En 'uitgevonden' vindt hij welbeschouwd ook maar een groot woord, zelf heeft hij het liever over uitgedácht. Meijer, in het dagelijkse leven als technisch medewerker van een plaatselijk waterschap verantwoordelijk voor de controle van zuiveringsinstallaties bij bedrijven, noemt zichzelf een uitdenker. 'Je denkt na over de dingen en soms heb je een idee.'
Mannen als Bell en Watt, vindt hij, dat zijn de echte uitvinders van deze wereld. 'Die hebben iets verzonnen en er de samenleving mee veranderd. Een uitvinding, las ik ergens, is het materiële resultaat van een geniale gedachte. Dat kun je van mijn ideetje toch niet zeggen.'
De Daarler had zijn bescheiden ideetje zo'n acht jaar geleden, toen hij op zijn knieën in het steegje voor de zijdeur van de garage zat met de vraag hoe hij dat ding toch in 's hemelsnaam kon bedwingen. Waaide het een beetje, dan knalde het immers steevast dicht met een dreun die je hart een slag deed overslaan. Hoe zet je zoiets vast?

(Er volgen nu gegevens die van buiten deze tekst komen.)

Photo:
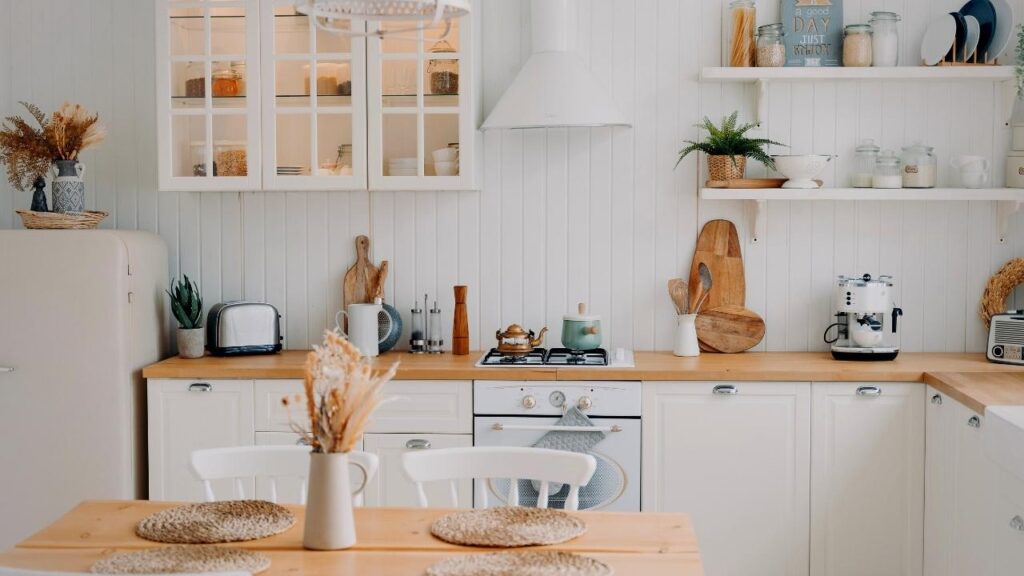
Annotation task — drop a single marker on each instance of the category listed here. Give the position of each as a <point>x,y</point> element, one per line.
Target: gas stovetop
<point>599,358</point>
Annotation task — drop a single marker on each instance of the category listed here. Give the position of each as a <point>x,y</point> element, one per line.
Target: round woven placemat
<point>508,527</point>
<point>212,523</point>
<point>520,564</point>
<point>193,560</point>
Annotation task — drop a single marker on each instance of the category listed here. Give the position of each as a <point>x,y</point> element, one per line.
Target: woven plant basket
<point>61,220</point>
<point>723,168</point>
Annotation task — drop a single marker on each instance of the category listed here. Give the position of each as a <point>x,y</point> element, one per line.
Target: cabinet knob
<point>418,444</point>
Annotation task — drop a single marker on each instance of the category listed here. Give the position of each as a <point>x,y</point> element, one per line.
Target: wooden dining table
<point>388,541</point>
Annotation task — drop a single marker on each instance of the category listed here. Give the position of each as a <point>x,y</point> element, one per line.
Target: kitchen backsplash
<point>597,215</point>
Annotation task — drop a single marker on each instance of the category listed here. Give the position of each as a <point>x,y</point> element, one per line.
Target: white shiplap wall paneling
<point>564,215</point>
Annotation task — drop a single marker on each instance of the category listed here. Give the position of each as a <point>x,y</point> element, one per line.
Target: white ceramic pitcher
<point>364,322</point>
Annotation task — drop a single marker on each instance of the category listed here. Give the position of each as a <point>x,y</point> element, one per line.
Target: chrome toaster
<point>243,328</point>
<point>1006,338</point>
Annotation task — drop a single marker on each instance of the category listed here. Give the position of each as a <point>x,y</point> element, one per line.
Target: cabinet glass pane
<point>334,144</point>
<point>441,134</point>
<point>400,145</point>
<point>229,147</point>
<point>188,146</point>
<point>227,31</point>
<point>293,145</point>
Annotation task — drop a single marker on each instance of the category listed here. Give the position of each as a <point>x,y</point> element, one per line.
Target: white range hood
<point>554,88</point>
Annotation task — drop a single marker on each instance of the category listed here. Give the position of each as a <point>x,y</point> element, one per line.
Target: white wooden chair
<point>270,462</point>
<point>514,463</point>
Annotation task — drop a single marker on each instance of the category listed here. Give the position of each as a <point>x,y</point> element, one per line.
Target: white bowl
<point>445,155</point>
<point>801,169</point>
<point>445,168</point>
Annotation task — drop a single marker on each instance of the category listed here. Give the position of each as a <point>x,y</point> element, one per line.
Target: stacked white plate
<point>402,167</point>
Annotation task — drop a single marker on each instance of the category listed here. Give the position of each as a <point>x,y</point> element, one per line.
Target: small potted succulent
<point>186,305</point>
<point>728,148</point>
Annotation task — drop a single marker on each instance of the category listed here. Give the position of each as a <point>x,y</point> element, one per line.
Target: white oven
<point>516,413</point>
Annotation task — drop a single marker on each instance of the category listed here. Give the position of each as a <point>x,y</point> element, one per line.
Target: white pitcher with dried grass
<point>341,394</point>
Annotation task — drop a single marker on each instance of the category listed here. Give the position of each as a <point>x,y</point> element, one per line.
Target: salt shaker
<point>685,341</point>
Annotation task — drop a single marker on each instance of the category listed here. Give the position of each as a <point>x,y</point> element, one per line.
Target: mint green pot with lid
<point>582,331</point>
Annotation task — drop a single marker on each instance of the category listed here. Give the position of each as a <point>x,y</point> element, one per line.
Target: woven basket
<point>61,220</point>
<point>722,167</point>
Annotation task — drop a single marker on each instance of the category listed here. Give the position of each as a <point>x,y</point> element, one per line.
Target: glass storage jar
<point>863,164</point>
<point>743,15</point>
<point>857,45</point>
<point>920,166</point>
<point>887,172</point>
<point>771,48</point>
<point>885,38</point>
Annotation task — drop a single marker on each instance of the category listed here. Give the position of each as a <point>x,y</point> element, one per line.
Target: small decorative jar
<point>920,166</point>
<point>771,48</point>
<point>863,164</point>
<point>885,38</point>
<point>887,171</point>
<point>857,45</point>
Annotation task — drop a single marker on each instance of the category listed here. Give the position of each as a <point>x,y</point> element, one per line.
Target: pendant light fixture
<point>429,12</point>
<point>554,88</point>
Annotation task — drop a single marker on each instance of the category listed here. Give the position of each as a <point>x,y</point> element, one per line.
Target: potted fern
<point>728,147</point>
<point>186,305</point>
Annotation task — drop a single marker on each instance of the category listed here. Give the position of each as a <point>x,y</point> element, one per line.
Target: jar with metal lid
<point>863,164</point>
<point>885,38</point>
<point>771,48</point>
<point>857,45</point>
<point>920,166</point>
<point>887,171</point>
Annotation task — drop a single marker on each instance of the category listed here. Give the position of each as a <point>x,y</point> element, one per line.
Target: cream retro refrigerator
<point>81,313</point>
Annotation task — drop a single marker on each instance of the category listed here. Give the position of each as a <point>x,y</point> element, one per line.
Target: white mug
<point>363,326</point>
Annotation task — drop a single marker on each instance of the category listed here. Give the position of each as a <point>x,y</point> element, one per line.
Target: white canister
<point>364,326</point>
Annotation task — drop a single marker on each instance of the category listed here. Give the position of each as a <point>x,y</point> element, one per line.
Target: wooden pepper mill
<point>460,326</point>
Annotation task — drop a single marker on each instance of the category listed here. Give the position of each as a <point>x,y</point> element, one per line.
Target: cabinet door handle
<point>418,444</point>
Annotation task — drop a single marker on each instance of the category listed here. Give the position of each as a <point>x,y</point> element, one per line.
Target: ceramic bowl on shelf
<point>801,169</point>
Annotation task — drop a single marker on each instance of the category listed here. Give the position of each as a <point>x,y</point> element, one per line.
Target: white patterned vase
<point>69,186</point>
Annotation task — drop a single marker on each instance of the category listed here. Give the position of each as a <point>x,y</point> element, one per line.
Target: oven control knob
<point>585,403</point>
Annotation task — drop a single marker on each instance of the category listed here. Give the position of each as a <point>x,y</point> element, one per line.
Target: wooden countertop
<point>967,377</point>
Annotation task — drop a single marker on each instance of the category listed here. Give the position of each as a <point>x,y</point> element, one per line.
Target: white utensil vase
<point>330,525</point>
<point>685,341</point>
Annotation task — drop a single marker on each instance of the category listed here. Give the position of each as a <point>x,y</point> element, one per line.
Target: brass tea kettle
<point>515,340</point>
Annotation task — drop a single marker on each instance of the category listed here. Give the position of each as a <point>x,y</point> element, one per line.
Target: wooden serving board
<point>729,329</point>
<point>718,247</point>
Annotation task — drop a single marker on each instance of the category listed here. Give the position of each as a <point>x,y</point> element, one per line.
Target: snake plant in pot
<point>186,305</point>
<point>728,147</point>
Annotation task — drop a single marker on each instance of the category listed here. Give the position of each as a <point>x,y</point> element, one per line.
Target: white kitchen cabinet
<point>392,488</point>
<point>187,415</point>
<point>867,454</point>
<point>736,458</point>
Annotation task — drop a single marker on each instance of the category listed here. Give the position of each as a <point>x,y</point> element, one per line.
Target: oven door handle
<point>498,426</point>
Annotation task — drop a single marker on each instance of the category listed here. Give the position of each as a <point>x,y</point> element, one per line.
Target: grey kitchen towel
<point>569,442</point>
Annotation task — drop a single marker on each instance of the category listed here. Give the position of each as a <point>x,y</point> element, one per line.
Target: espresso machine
<point>865,327</point>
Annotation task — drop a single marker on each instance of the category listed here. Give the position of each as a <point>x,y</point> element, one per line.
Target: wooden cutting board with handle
<point>718,247</point>
<point>360,280</point>
<point>729,329</point>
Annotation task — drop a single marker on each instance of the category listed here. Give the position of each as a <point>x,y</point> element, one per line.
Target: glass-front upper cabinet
<point>314,121</point>
<point>208,125</point>
<point>423,112</point>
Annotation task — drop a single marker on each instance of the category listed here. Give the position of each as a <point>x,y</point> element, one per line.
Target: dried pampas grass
<point>341,393</point>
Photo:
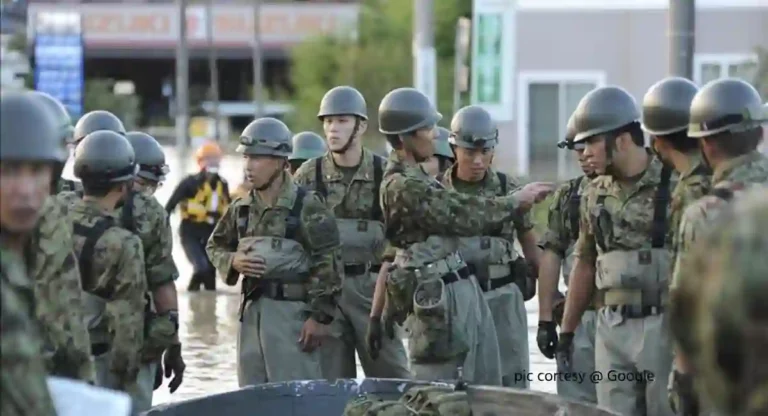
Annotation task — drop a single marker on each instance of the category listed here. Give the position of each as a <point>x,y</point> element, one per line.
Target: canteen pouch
<point>433,337</point>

Een steen op de grond voor de opengezwaaide deur lag voor de hand, maar leidde tot struikelpartijen in de smalle steeg. En met een gewone uitzethaak bleef de deur te ver van de muur en werd de doorgang helemaal onmogelijk.
Meijer: 'Ik zat daar te dubben over iets met een touwtje, met een korter haakje, een magneet. Tot ik eens goed keek naar de deurklink die ik in mijn hand had. Als je die omlaag drukt, zag ik opeens, kun je hem onder een omgekeerde haak aan de muur brengen. Loslaten en je deur zit vast. Zo moeten uitvindingen zijn: schitterend van eenvoud. Je hoeft er zelfs de deur niet voor te beschadigen.'
De ervaren doe-het-zelver had in een middag een werkend prototype aan de garagemuur zitten. Een mooi moment, waar hij nog steeds met warmte over kan praten. Sterker: die eerste deurhouder zit er acht jaar later nog steeds en als Meijer niet een jaar of wat geleden op de uitvindersbeurs in Genève die Hollandse tussenpersoon was tegengekomen, was het daar zeker bij gebleven.
Maar op diens vraag of meneer Meijer, die gewoon als vaste bezoeker van de beurs wat ronddwaalde, misschien ook iets slims in portefeuille had, schoot het hem opeens te binnen: de deurhouder. Had zijn vrouw immers ook niet al jaren geroepen dat dat nou eindelijk eens een echt goed idee was?
Daarna ging het hard. Meijers idee is sinds een jaar of wat in licentie bij Arjo Beheer, een beheersmaatschappij van metaalbedrijf AMI in Velden, Limburg. En die zal ze, uitgevoerd in duurzaam kunststof van uiteenlopende kleuren, binnen een maand of wat op de markt brengen. Het octrooi moet het bedrijf in elk geval een tijdje de voorsprong geven op concurrenten, nodig om de tonnen terug te halen die in matrijzen en design zijn gaan zitten.
De imitaties gaan komen, dat weet Meijer zeker. Maar voorlopig ontvangt hij nog voor elk exemplaar bij de doe-het-zelf-handel een paar centen aan royalty's. Echt zoden aan de dijk zal het waarschijnlijk niet zetten. Maar wat maakt het uit? Hij heeft toch zeker zijn mooie baan in gezuiverd water, daar links boven Almelo?